We recently started having problems were some streams get progressively larger delays as they run, like 15 minutes or more. This appears to be server-side, because whenever the broadcaster stops the stream, any remaining time is lost and not recorded to the file.
It might be related to a recent server upgrade, and so there might be a setting somewhere that affects it, or maybe some glitch in the AWS software or hardware, or maybe bandwidth limitations.
For a long time, over 6 months, we were using an Extra Large EC2 instance with Wowza 2 and DevPay for our primary server. This is the one that takes the inbound streams from broadcasters. We've removed all other tasks from the server, other than taking the stream, doing the processing on it, and sending it over to our origin server that handles the load balancing.
We were getting very high CPU usage on Friday night, when we have around 50 streams coming in, so we decided to upgrade it to a High-CPU server. The process for doing this was the same as normal, where we started up the exact same AMI that we had been using, upgraded to the patch 7 by copying the files from it into the folders, and adding in our custom Java modules and some file-uploading scripts.
But, this last weekend, we found that certain streams were having the huge delays, but not all.
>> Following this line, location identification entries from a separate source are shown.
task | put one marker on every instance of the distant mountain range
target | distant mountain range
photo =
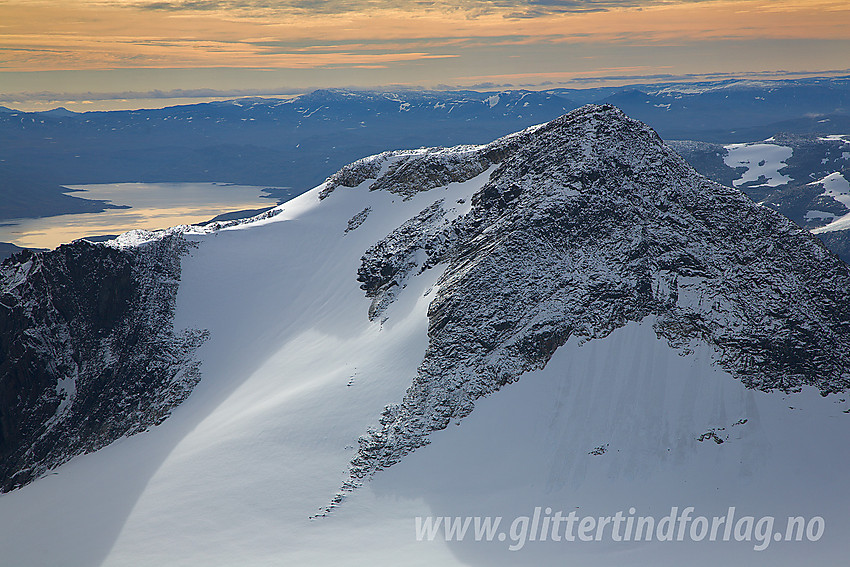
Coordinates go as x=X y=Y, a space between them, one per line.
x=297 y=142
x=569 y=318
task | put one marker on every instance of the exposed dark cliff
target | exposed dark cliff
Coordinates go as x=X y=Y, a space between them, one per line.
x=87 y=351
x=588 y=223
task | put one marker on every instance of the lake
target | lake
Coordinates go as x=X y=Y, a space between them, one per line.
x=151 y=206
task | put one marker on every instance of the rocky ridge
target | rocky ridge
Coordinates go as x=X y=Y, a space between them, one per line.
x=587 y=223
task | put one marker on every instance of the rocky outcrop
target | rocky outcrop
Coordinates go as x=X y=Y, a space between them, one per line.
x=88 y=352
x=588 y=223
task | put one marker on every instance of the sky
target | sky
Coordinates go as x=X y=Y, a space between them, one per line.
x=98 y=54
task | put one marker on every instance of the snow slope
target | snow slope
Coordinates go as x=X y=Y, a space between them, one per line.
x=295 y=371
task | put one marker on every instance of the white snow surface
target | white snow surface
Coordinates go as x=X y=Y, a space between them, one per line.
x=761 y=160
x=294 y=372
x=835 y=185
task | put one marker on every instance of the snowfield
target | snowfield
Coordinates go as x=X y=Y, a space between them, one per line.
x=295 y=371
x=762 y=161
x=835 y=185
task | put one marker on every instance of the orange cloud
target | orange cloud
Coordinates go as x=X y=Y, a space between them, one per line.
x=51 y=35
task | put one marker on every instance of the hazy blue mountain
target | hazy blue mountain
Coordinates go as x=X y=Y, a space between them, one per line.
x=296 y=143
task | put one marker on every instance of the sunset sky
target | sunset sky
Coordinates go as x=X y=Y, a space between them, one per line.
x=108 y=52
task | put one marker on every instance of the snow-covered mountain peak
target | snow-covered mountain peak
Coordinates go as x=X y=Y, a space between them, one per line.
x=627 y=333
x=590 y=222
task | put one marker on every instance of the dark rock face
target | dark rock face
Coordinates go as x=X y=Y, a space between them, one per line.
x=838 y=241
x=87 y=351
x=590 y=223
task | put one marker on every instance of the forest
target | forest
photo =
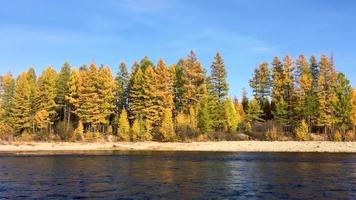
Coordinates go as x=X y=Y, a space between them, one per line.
x=301 y=99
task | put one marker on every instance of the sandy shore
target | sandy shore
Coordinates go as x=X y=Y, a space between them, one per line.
x=233 y=146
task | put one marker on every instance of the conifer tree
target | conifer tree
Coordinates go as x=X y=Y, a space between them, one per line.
x=88 y=110
x=145 y=62
x=343 y=106
x=21 y=107
x=32 y=79
x=288 y=86
x=314 y=69
x=353 y=110
x=7 y=86
x=303 y=108
x=239 y=110
x=151 y=110
x=72 y=96
x=167 y=128
x=121 y=87
x=326 y=96
x=124 y=126
x=178 y=86
x=164 y=89
x=106 y=95
x=62 y=90
x=230 y=115
x=218 y=78
x=136 y=95
x=204 y=119
x=244 y=100
x=261 y=83
x=277 y=80
x=194 y=82
x=218 y=91
x=135 y=131
x=46 y=94
x=254 y=111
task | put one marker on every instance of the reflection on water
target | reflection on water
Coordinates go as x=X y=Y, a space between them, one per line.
x=180 y=175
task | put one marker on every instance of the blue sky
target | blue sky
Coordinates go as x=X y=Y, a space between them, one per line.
x=246 y=32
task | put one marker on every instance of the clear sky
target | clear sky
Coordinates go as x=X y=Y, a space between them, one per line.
x=246 y=32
From initial glance, it was the ones that were using Tricaster or the VP6 codec for sending. A lot of our broadcasts were perfectly fine, and those were sent using Flash Media Live Encoder, with reasonable settings, H.264 and AAC, and the adjustment for "Drop Frames" enabled, so that if it gets behind it adjusts by skipping frames. As far as we know, there's no option for dropping frames or making other adjustments in time for Tricaster.
This delay appeared to be server-side, because refreshing the video player did not catch up to the current time, like we see when the viewer has limited internet. It would only catch up if the broadcaster disconnected and started streaming again, though the time in that delay would not be present. However, one user said that the iOS (Cupertino streaming) was actually caught up, other than the normal 30 second delay in HLS.
Possible problems and thoughts:
On Friday nights, we have a large number of games being broadcasted at the same time. According to our Scoutapp monitoring, during this time, we had an average of 2,395 KB/s in, and 9,139 KB/s out, with a max of 2,694 in, and 11,591 out. If the inbound bandwidth was being limited, it might explain why the events with "Drop Frames" enabled looked ok (if that was the actual factor), though they were stuttering a bit during the live broadcast. The contradictory data is that we had two recordings of a game on Saturday that got 10 minutes cut off on each half. This could be related to the internet where they were streaming, or some other cause, though.
Disk IO limitation.
We record two versions of our files, one full recording of the broadcast in flv, and five minute chunks in mp4. My first thought was that it was getting delayed because Wowza couldn't write to the disk fast enough, or there was some problem with writing to our mounted EBS drive. I haven't ruled this out, but it's looking less likely. We also pull in VOD files to slip into live streams, and we had at least one game that wasn't able to play it even though it was cached on the server already.
With the server transition, there could be some settings that didn't get set right, or should be changed for the new server. This is the one I'm unsure about, so I'm pasting in what I have for it.
Streams.xml (unchanged by us, I believe):
VHost.xml (changed the HTTPProviders):
Our /live Application.xml (includes our custom module and properties):
These are the three explanations that I'm working with right now, but there could be others. Any help on this matter would be appreciated.